A escolha do rei Momo de Salvador gerou polêmica. Clarindo Silva venceu a competição deste ano, mas pesa 58 Kg. Seus adversários, revoltados, levaram o caso à justiça, pois as regras do concurso determinavam peso mínimo de 120 kg aos candidatos. A juíza Aidê Quais anulou a escolha, determinando que a eleição continuasse com os demais concorrentes.

Segundo a juíza, “a tradição popular deve ser mantida e a escolha de um Rei Momo magro só fortalece o estereótipo estético da magreza predominante na sociedade. (…) Quando se fala de Rei Momo todo mundo pensa em uma pessoa avantajada. É a cultura do povo. Para mudar esse perfil é preciso preparo. Além disso, os gordinhos já são recriminados e justo quando eles têm um lugar garantido querem retirar esse espaço.”

Momo é o nome de um deus grego, ligado ao sarcasmo e à ironia. Segundo a mitologia, era tão chato que foi banido do monte Olimpo e enviado à terra. Desta maneira ele adentrou ao mundo dos festejos humanos.  Em várias cidades do mundo Momo é lembrado ora como o deus zombeteiro expulso do Olimpo, ora, a exemplo do Brasil, como o monarca que conduz a folia nos dias de carnaval.

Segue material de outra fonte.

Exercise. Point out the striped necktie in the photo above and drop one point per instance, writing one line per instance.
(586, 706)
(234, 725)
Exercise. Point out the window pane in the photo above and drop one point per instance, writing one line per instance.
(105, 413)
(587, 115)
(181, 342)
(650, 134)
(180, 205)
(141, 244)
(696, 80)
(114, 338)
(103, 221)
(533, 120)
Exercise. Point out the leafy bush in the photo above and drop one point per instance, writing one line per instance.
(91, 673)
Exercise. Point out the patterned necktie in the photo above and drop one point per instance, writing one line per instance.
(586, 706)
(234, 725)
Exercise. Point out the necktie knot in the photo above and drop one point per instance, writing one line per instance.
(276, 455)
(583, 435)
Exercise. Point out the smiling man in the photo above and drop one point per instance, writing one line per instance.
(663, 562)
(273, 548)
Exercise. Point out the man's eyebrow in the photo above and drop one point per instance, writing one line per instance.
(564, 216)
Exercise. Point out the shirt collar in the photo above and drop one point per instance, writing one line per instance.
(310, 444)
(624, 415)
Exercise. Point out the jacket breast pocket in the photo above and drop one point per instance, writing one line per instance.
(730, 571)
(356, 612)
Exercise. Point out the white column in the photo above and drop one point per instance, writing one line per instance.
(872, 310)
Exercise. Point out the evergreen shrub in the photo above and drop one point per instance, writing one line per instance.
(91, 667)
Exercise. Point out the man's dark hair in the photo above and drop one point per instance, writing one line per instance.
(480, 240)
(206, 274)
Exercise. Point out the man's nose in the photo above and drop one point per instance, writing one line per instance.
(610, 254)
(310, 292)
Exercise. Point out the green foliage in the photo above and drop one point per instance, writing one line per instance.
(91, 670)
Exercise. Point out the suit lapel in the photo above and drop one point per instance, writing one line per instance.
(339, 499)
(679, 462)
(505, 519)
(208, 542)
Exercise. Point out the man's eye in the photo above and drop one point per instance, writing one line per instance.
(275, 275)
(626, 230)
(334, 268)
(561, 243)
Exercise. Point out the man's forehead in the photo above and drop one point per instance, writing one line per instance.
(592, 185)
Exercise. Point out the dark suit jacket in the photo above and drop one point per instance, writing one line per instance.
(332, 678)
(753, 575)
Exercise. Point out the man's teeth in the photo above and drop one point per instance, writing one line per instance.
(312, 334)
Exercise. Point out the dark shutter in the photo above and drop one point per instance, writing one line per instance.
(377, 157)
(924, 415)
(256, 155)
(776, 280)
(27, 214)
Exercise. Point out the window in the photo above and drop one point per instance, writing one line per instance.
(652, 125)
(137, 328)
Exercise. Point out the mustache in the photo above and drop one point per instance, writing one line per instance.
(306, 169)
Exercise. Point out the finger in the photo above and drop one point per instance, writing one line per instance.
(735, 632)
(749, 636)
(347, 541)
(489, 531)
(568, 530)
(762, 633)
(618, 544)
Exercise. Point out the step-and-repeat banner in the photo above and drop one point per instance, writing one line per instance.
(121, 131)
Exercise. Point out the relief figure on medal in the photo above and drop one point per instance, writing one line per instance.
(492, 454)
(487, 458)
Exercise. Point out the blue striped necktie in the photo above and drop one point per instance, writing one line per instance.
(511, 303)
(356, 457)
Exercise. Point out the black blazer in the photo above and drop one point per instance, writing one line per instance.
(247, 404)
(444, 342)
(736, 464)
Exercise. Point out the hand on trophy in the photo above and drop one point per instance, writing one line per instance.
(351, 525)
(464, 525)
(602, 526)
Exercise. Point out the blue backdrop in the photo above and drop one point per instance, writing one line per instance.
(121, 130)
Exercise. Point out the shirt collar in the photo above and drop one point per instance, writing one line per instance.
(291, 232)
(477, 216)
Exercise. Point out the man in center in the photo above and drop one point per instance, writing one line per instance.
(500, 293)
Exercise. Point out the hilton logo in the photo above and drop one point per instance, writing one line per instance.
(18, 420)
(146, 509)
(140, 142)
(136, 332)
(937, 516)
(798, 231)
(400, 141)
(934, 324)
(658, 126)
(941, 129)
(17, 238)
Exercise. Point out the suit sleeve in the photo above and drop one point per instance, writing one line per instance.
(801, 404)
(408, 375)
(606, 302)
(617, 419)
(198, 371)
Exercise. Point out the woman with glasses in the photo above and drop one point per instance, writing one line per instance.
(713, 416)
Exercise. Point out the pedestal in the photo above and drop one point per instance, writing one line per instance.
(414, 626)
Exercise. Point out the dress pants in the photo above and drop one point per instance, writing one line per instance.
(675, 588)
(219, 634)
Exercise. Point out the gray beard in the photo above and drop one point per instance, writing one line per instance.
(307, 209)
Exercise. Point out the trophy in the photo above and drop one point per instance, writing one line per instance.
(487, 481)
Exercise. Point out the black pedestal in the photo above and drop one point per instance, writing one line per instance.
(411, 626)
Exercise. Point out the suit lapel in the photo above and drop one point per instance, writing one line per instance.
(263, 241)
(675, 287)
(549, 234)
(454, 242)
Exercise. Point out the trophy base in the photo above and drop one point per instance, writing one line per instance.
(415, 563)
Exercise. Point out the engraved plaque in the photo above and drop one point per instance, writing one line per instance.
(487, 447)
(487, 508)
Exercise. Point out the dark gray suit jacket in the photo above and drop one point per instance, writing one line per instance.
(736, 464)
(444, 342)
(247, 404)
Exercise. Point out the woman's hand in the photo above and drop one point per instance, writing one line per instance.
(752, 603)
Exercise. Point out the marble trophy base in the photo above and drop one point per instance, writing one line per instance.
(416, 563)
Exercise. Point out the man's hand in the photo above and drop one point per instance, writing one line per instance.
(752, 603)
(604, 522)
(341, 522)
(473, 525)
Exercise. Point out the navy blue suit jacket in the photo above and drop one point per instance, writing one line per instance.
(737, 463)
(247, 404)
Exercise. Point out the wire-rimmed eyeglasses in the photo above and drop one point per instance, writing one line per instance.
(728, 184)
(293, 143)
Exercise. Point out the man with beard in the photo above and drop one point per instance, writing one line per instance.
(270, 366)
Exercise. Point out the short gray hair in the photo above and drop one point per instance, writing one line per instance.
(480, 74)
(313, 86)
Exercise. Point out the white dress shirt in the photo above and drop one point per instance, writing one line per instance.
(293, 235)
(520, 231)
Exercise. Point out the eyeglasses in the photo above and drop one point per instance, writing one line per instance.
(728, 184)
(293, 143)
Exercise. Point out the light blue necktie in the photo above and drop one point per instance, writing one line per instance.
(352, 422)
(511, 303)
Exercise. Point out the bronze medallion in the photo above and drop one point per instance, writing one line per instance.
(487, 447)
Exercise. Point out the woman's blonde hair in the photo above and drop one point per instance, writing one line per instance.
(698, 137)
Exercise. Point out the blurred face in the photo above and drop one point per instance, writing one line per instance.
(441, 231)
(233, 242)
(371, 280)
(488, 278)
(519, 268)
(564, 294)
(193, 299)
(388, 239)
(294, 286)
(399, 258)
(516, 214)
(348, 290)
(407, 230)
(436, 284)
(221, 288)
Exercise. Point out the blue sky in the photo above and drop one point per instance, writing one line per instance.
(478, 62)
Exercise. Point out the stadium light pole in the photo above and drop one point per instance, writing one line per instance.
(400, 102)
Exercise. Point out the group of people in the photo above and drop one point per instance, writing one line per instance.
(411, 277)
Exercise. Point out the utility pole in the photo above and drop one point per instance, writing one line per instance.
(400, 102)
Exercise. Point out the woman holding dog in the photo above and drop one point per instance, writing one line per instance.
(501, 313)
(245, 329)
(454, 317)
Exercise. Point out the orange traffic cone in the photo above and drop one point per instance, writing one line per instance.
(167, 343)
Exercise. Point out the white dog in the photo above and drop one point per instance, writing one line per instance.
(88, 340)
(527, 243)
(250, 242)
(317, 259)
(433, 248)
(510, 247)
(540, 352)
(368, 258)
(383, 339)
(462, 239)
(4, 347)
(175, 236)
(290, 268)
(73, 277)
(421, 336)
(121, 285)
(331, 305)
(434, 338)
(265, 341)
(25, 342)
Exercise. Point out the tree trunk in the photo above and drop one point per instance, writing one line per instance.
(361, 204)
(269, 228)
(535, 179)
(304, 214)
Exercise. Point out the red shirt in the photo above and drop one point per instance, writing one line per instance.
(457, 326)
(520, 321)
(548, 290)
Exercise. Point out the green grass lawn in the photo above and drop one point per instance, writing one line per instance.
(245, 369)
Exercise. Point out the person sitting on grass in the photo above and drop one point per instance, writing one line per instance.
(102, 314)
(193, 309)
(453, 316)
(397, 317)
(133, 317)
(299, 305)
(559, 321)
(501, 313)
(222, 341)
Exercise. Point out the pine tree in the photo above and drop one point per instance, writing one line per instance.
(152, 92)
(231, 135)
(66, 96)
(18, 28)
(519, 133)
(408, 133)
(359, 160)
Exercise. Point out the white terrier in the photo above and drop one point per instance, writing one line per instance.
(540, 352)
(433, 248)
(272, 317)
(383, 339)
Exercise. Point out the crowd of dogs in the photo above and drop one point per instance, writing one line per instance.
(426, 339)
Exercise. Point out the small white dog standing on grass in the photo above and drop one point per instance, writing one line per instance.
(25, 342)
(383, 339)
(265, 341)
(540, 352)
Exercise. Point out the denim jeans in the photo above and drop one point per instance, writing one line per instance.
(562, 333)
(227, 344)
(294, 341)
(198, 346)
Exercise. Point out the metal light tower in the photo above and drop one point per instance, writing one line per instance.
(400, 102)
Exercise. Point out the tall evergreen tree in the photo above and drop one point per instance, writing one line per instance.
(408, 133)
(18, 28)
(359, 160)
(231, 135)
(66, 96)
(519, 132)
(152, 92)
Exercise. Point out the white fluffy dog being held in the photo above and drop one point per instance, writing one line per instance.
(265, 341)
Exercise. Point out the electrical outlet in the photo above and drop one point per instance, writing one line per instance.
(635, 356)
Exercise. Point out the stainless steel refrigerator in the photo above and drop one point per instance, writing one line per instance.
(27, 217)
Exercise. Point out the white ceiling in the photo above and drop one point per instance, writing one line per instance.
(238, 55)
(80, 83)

O primeiro rei Momo do Brasil foi um repórter de turfe do jornal “A noite”, do Rio de Janeiro. Escolhido pelos colegas de redação, em 1933, o gordo Moraes Cardoso reinou absoluto como o monarca da folia da cidade pelos anos seguintes. Após sua morte, em 1948, o rei do carnaval passou a ser escolhido por concurso. As exigências incluíam ter no mínimo 130 kg e uma disputa entre os candidatos para saber quem comia mais.  Em 2002, um decreto da prefeitura acabou com o peso mínimo para os candidatos à rei Momo.

O surgimento da versão light de rei Momo nas duas capitais do carnaval do Brasil, veio da mudança da mentalidade de nossa sociedade com relação ao peso. Em outras épocas, menos abastadas e menos científicas, um corpo rechonchudo era sinônimo de felicidade, abundância e riqueza. Durante o século XX, a medicina ligou o excesso de peso à inúmeras doenças. A gordura foi demonizada. Gordo virou sinônimo de desleixo e de preguiça.

O rei momo é um um dos últimos ícones ligados à esta visão mais antiga da gordura. Só espero que ele não se torne anoréxico, bulímico ou se intupa de remédios para emagrecer.